In the wake of Newtown, I kept asking myself one question. What would have prevented Nancy Lanza from giving her son Adam a gun? Nancy Lanza was a law abiding citizen. She bought guns legally, shot guns legally, had no criminal record at all. Even if we make it harder for some people to buy certain guns and ammunition, chances are Nancy Lanza would still have been allowed to buy those guns. She would have taught Adam to shoot, practiced targets with him, and permitted him access to those guns. The laws being proposed right now would not make that very behavior illegal. So what changes if we pass them? Nothing.
But what if Nancy Lanza had to buy insurance for her firearms? Let's imagine that. The insurance company would want to know who else in the household would be permitted to use them. They would attach a questionnaire about permitted users- asking about their criminal background and mental health history. There it was- my "aha!" moment.
No way would Nancy Lanza have broken the law. I didn't know Nancy, but I don't believe she would have lied on her application. If Nancy's insurance company forbade those with a mental health condition access to guns, Nancy Lanza would have kept those guns elsewhere.
An insurance company would want to know where the guns were stored, who had access to them, if the ammunition was kept separately from the weapon. They might ask about permits, gun safety courses and how many guns were on premises. Perhaps the insurance company would offer a discounted premium for certain safety mechanisms, similar to discounts for burglar alarms in homeowner's policies.
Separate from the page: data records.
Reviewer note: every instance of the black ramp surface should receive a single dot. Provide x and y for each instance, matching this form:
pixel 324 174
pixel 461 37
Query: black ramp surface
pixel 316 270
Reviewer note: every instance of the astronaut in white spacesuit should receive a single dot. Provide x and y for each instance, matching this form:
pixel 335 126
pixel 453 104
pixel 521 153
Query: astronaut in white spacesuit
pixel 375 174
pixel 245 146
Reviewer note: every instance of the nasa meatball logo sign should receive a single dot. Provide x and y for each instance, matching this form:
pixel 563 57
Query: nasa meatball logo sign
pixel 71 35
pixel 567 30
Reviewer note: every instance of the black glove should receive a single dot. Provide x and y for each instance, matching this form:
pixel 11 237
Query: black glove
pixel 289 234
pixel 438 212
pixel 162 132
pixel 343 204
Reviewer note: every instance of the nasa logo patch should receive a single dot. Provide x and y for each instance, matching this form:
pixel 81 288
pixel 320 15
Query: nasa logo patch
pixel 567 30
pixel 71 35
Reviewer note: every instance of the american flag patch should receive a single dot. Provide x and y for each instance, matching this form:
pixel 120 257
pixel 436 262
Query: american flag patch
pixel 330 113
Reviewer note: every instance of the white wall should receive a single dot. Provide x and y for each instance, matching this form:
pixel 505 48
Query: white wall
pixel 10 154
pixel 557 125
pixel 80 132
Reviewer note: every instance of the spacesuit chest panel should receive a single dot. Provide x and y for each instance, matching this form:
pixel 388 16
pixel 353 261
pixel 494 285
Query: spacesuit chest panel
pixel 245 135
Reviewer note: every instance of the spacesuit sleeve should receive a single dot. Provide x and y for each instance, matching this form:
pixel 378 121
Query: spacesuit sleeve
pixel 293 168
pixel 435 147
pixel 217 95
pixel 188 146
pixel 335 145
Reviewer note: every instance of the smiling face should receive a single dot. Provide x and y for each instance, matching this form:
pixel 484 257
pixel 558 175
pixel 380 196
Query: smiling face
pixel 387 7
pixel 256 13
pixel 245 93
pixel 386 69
Gun safety is a public health issue, and we are in crisis. By 2015, firearm fatalities are predicted to exceed auto fatalities for the very first time. While shooting deaths in 2015 are estimated to rise to almost 33,000, those related to car accidents will decline to about 32,000, based on the 10 year average trend.
Like guns, cars are lethal weapons too, if placed in the wrong hands. Anyone can own or drive a car, as long as they insure and drive it safely. But we decided long ago that all of us are better protected when we individually carry insurance, take driver's ed, and equip our cars with seat belts and airbags. Due to our efforts, traffic fatalities in 2011 were the lowest in 63 years. Nor was it a coincidence that the movement to increase the legal drinking age was led by insurance companies. Once they saw how many 18-20 year olds were responsible for fatalities, they lobbied to change the law. Insurance companies are on the front lines of efforts to reduce risk, because the fewer the accidents, the less they have to pay out in damages. I'm betting the same will be true for gun incidents.
There are 88.1 guns for every 100 Americans in civilian hands. The vast majority use guns safely. The vast majority of drivers aren't reckless either, but they still cannot drive without a license or insurance. We don't forbid all people from driving because some people get drunk and get behind the wheel. Nor should we forbid all people from owning guns because a few are criminals. Insurance companies will do what the government can neither afford nor accomplish- they will reduce the risk of harm to the rest of us by forcing individual gun owners to act responsibly.
As far as the Constitution is concerned, nothing I am suggesting takes away anyone's right to bear arms. The Supreme Court has repeatedly said that this right, like our others, is subject to reasonable limitations.
Massachusetts has recently proposed requiring firearms insurance. The NRA advertises firearms insurance on its website. Pro- gun guests on my radio show have been disarmed (you should excuse the expression) by this idea, agreeing that a private, capitalist solution is an intelligent way to approach a public health crisis.
Connecticut is in a unique position to lead. We are both the insurance capital of the world and the former home to Remington and Smith & Wesson. We are even home to the National Shooting Sports Foundation, based in Newtown, CT, an irony too rich to be a coincidence. Requiring firearms insurance may receive some resistance from those who want no changes at all. But in a showdown between the insurance industry and the NRA, my money is on the insurance companies. We lost a terrible battle in Newtown. Let's win the war in Hartford.